Viral infections of the central nervous system (CNS) are a major cause of morbidity largely due to lack of prevention and inadequate treatments. While mortality from viral CNS infections is significant, nearly two thirds of the patients survive. Thus, it is important to understand how the human CNS can successfully control virus infection and recover. Since it is not possible to study the human CNS throughout the course of viral infection at the cellular level, here we analyzed a non-lethal viral infection in the CNS of nonhuman primates (NHPs). We inoculated NHPs intracerebrally with a high dose of La Crosse virus (LACV), a bunyavirus that can infect neurons and cause encephalitis primarily in children, but with a very low (≤ 1%) mortality rate. To profile the CNS response to LACV infection, we used an integrative approach that was based on comprehensive analyses of (i) spatiotemporal dynamics of virus replication, (ii) identification of types of infected neurons, (iii) spatiotemporal transcriptomics, and (iv) morphological and functional changes in CNS intrinsic and extrinsic cells. We identified the location, timing, and functional repertoire of optimal transcriptional and translational regulation of the primate CNS in response to virus infection of neurons. These CNS responses involved a well-coordinated spatiotemporal interplay between astrocytes, lymphocytes, microglia, and CNS-border macrophages. Our findings suggest a multifaceted program governing an optimal CNS response to virus infection with specific events coordinated in space and time. This allowed the CNS to successfully control the infection by rapidly clearing the virus from infected neurons, mitigate damage to neurophysiology, activate and terminate immune responses in a timely manner, resolve inflammation, restore homeostasis, and initiate tissue repair. An increased understanding of these processes may provide new therapeutic opportunities to improve outcomes of viral CNS diseases in humans.

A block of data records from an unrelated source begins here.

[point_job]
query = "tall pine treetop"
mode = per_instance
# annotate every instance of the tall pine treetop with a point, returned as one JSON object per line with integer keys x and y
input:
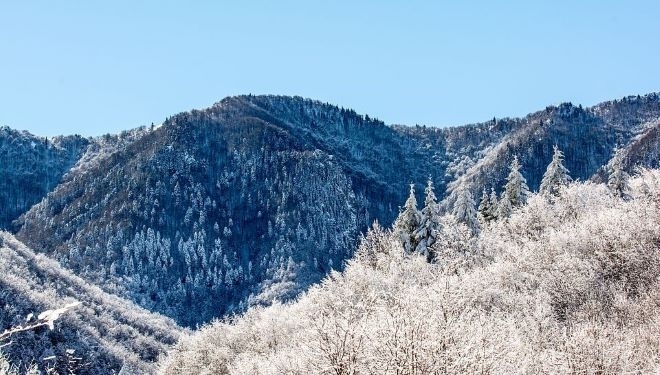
{"x": 556, "y": 176}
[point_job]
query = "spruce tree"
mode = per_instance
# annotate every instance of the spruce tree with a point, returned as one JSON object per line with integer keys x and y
{"x": 485, "y": 212}
{"x": 493, "y": 204}
{"x": 464, "y": 210}
{"x": 408, "y": 222}
{"x": 556, "y": 175}
{"x": 617, "y": 180}
{"x": 515, "y": 191}
{"x": 429, "y": 226}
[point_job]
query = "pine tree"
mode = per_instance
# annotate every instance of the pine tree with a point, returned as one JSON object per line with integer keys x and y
{"x": 408, "y": 222}
{"x": 464, "y": 210}
{"x": 493, "y": 204}
{"x": 515, "y": 191}
{"x": 556, "y": 176}
{"x": 429, "y": 226}
{"x": 504, "y": 207}
{"x": 617, "y": 181}
{"x": 485, "y": 211}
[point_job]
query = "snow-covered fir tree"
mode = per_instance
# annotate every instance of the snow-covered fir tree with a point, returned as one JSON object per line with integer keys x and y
{"x": 493, "y": 203}
{"x": 464, "y": 210}
{"x": 504, "y": 207}
{"x": 556, "y": 175}
{"x": 617, "y": 180}
{"x": 408, "y": 222}
{"x": 485, "y": 211}
{"x": 429, "y": 226}
{"x": 516, "y": 190}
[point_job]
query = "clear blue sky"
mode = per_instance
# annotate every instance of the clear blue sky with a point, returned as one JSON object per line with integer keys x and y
{"x": 93, "y": 67}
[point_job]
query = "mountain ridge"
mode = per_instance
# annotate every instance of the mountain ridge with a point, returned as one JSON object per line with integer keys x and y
{"x": 257, "y": 197}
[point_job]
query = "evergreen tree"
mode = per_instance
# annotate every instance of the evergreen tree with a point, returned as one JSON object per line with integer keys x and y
{"x": 429, "y": 226}
{"x": 515, "y": 191}
{"x": 617, "y": 181}
{"x": 493, "y": 204}
{"x": 464, "y": 210}
{"x": 556, "y": 176}
{"x": 485, "y": 211}
{"x": 408, "y": 222}
{"x": 504, "y": 207}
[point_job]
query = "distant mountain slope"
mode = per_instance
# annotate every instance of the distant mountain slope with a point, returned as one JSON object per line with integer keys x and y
{"x": 257, "y": 197}
{"x": 31, "y": 167}
{"x": 587, "y": 137}
{"x": 106, "y": 332}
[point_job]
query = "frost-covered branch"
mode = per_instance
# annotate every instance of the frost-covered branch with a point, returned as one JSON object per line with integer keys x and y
{"x": 46, "y": 318}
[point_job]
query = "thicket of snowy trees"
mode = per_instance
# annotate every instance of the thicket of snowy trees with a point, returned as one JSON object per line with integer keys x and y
{"x": 564, "y": 285}
{"x": 102, "y": 335}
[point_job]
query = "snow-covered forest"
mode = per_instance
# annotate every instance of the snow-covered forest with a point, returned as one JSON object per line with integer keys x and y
{"x": 568, "y": 283}
{"x": 306, "y": 238}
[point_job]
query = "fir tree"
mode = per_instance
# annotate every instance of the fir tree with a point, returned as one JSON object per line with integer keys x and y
{"x": 485, "y": 212}
{"x": 408, "y": 222}
{"x": 515, "y": 191}
{"x": 429, "y": 226}
{"x": 464, "y": 210}
{"x": 556, "y": 176}
{"x": 493, "y": 204}
{"x": 617, "y": 181}
{"x": 504, "y": 207}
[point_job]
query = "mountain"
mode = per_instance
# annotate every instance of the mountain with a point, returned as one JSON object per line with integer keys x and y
{"x": 258, "y": 197}
{"x": 562, "y": 287}
{"x": 33, "y": 167}
{"x": 100, "y": 336}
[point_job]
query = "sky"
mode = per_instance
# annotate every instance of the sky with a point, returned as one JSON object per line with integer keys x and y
{"x": 93, "y": 67}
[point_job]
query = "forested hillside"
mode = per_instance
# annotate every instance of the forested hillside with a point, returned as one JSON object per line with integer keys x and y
{"x": 102, "y": 335}
{"x": 31, "y": 167}
{"x": 258, "y": 197}
{"x": 566, "y": 285}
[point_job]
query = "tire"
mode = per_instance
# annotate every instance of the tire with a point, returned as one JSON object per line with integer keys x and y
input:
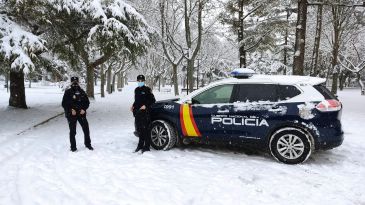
{"x": 290, "y": 145}
{"x": 163, "y": 135}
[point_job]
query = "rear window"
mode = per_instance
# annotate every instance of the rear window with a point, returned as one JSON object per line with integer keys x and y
{"x": 256, "y": 93}
{"x": 286, "y": 92}
{"x": 325, "y": 92}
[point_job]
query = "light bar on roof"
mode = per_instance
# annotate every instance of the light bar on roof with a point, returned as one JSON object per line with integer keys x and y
{"x": 242, "y": 73}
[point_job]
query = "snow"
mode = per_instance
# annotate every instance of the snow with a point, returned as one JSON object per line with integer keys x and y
{"x": 38, "y": 168}
{"x": 18, "y": 45}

中枢神经系统(CNS)的病毒感染是发病的主要原因,这在很大程度上是由于缺乏预防措施和治疗方法不足。虽然病毒性中枢神经系统感染的死亡率很高,但近三分之二的患者能够存活。因此,了解人类中枢神经系统如何成功控制病毒感染并恢复健康非常重要。由于不可能在细胞水平上研究人类中枢神经系统在病毒感染全过程中的情况,我们在此分析了非人灵长类动物(NHP)中枢神经系统中的非致死性病毒感染。我们向NHP脑内接种了高剂量的拉克罗斯病毒(LACV),这是一种布尼亚病毒,可感染神经元并主要导致儿童脑炎,但其死亡率非常低(≤1%)。为了描述中枢神经系统对LACV感染的反应,我们采用了一种综合方法,该方法基于对以下方面的全面分析:(i)病毒复制的时空动态,(ii)被感染神经元类型的鉴定,(iii)时空转录组学,以及(iv)中枢神经系统内在和外在细胞的形态和功能变化。我们确定了灵长类中枢神经系统在神经元病毒感染时最佳转录和翻译调控的位置、时间和功能范围。这些中枢神经系统反应涉及星形胶质细胞、淋巴细胞、小胶质细胞和中枢神经系统边界巨噬细胞之间协调良好的时空相互作用。我们的研究结果表明,一个多方面的程序控制着中枢神经系统对病毒感染的最佳反应,特定事件在空间和时间上得到协调。这使得中枢神经系统能够通过迅速从受感染神经元中清除病毒来成功控制感染,减轻对神经生理学的损害,及时激活和终止免疫反应,解决炎症,恢复体内平衡,并启动组织修复。对这些过程的进一步了解可能为改善人类病毒性中枢神经系统疾病的治疗效果提供新的治疗机会。